Monday, October 24, 2005


As a monitor for the USDA Childcare Food Program for many years, I visited homes across seven counties in the state of Indiana. It was rare to visit a home that should not have been in business. Perhaps three homes were poorly run.

The problem is not a paternalistic government with too few rules. The problem is that government doesn't know what to do in the private sector. When the government tries to "rule" in the private sector, they nearly always get it wrong.

One of my chief difficulties with government in day care is their desire to focus on an uncovered garbage can at one licensed home with a preschool program and ten children while they ignore the unlicensed house down the street where the provider is burning trash in an open fire in the living room and fifty children who run the neighborhood.
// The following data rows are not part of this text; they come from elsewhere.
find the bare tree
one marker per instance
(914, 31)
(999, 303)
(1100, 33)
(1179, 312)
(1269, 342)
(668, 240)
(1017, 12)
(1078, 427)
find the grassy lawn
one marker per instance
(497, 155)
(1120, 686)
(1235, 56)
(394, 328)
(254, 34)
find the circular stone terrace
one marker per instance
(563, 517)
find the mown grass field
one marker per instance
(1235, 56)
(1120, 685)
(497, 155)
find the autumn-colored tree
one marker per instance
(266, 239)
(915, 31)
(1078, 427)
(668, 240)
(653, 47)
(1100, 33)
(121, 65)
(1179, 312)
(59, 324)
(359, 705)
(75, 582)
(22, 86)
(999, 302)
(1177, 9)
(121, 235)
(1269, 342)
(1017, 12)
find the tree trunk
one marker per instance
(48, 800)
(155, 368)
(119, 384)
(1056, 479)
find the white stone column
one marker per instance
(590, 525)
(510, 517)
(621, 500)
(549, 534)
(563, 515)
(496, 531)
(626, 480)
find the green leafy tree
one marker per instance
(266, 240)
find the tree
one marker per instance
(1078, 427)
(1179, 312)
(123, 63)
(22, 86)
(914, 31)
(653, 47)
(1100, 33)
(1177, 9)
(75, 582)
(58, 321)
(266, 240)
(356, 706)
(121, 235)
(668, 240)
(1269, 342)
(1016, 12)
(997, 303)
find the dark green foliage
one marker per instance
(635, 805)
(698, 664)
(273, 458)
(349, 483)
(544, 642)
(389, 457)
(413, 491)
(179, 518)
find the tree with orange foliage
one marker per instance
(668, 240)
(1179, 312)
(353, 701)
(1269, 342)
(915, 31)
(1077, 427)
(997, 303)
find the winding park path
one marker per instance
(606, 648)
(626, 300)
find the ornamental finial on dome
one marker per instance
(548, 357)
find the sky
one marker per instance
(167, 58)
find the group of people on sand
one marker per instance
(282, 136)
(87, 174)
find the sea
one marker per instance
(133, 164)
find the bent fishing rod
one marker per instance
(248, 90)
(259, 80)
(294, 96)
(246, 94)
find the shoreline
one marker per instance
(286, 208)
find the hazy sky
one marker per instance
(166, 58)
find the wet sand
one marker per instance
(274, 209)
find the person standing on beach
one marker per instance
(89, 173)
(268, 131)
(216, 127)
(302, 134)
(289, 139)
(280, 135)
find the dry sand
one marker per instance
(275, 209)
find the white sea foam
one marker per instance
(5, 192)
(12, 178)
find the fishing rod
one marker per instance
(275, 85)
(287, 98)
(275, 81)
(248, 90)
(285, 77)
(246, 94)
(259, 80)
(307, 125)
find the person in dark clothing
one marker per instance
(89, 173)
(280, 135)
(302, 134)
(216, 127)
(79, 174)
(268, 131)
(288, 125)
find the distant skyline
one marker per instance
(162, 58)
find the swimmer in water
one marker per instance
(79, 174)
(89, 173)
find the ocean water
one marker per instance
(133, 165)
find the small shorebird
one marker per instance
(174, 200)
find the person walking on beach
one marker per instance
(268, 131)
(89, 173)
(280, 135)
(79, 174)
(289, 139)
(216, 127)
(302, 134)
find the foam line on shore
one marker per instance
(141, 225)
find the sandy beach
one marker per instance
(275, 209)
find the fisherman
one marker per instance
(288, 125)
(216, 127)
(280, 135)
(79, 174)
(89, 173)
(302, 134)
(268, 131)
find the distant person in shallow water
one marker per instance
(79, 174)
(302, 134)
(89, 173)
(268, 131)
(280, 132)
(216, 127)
Mullen: Quality child care a crapshoot
By Holly Mullen Tribune Columnist


A legislative audit of the state's child care industry released last week handed lawmakers more than they bargained for. Acting on complaints from a handful of Utah's 2,700 licensed child care providers who said health department licensers were too picky and arbitrary in citing health and safety violations, the Legislature ordered the state auditor to check it out.
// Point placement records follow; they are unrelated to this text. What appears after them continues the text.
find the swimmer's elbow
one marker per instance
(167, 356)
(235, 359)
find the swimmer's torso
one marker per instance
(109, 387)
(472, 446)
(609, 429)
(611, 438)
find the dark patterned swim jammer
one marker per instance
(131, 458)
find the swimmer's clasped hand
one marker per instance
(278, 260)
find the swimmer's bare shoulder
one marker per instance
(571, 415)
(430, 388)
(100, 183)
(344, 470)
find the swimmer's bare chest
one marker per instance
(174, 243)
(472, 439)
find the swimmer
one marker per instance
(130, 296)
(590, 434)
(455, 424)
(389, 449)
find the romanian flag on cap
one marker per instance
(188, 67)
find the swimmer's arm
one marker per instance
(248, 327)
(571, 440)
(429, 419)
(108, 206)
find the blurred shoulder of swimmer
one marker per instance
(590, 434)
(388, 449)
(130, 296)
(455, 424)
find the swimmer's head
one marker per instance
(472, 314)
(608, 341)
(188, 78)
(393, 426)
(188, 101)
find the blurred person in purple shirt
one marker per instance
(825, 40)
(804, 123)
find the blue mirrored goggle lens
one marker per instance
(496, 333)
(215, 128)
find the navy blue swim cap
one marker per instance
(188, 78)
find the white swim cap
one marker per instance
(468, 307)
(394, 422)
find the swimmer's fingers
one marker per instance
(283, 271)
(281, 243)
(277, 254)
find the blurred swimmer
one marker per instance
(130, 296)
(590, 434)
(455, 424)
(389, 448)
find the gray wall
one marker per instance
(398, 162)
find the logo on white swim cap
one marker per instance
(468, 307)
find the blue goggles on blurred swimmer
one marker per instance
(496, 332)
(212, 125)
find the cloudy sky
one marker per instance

It turns out that overregulation is scarcely the problem. It turns out that 47 convicted felons either lived or worked at licensed day care centers between 2002 and 2004. It turns out that two of those convicted criminals physically or sexually abused a child under a provider's care.

Legally, regulators can exempt day care programs that employ people convicted of misdemeanors such as drug possession or petty theft, but must get clearance from the health department director to do so. But in all these cases, regulators either granted exceptions to providers or weren't told of any misdemeanor records. And the most egregious case ended with the sexual abuse of a 5-year-old child by a man whose wife ran a home day care center. Even after the man pleaded guilty to sexual abuse, the license remained intact.
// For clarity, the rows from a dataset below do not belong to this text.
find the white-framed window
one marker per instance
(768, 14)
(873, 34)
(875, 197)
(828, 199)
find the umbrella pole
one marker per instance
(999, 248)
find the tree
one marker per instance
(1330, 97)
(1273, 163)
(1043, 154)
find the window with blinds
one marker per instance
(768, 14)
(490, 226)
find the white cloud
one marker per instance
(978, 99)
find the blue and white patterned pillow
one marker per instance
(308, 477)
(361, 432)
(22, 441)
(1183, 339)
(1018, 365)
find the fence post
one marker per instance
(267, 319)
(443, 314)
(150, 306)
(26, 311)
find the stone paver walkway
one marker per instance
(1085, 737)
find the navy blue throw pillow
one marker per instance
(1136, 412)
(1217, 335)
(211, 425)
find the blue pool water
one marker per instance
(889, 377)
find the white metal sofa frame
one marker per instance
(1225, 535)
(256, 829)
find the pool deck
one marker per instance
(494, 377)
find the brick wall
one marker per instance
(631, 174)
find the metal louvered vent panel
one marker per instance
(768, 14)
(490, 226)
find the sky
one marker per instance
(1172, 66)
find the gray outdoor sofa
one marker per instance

Burdensome regulation of child care seems to be the least of this state's worries. Certainly, the audit showed that some providers were nicked for minor infractions such as too little cushioning on playgrounds. But more than anything, the audit reinforces one fact most parents already know: It's a Herculean task to find quality child care you can trust and afford. And when you do find that place, sending your child there is too much of a crapshoot.

Some of the lax licensing can be blamed on a paternalistic sense many legislators still employ: that too many parents, specifically women, choose to work outside the home. This, even when 2000 figures from the Department of Workforce Services reveal that 54 percent of Utah's married couples with children work to survive. Seventy-four percent of Utah mothers with school-age children are in the work force. And 59 percent of Utah moms with preschoolers work outside the home.

The numbers exist, but judgments about who works and why, and who should and shouldn't, float in the subtext of every child care discussion at the Capitol. The schizophrenia around the topic is clear: The statistics are there. Parents work. Are politicians going to keep fighting that reality, or create ways to support the hard-working families who elect them? The most misguided move of all would be to further deregulate an industry that parents depend on to protect the most vulnerable.

Marc Babitz, a family practice physician appointed in May to head the health systems improvement division at the health department, told me on Friday "absolutely no more exceptions" to the licensing law would occur under his watch. His department has sent letters to all providers warning that anyone living or working within their business with a felony record must permanently leave the premises. They have one year to comply or lose their license. He vows the action will be swift and firm. Is that aggressive enough?

In some ways, Babitz's hands are tied. The providers in question, he said, have operated with the understanding they had a proper variance to the rules. It doesn't make him any less queasy. "We have 2,700 providers, five categories of licensing and a separate file on each provider," he said. "I just wish I had a button to push and take care of all this."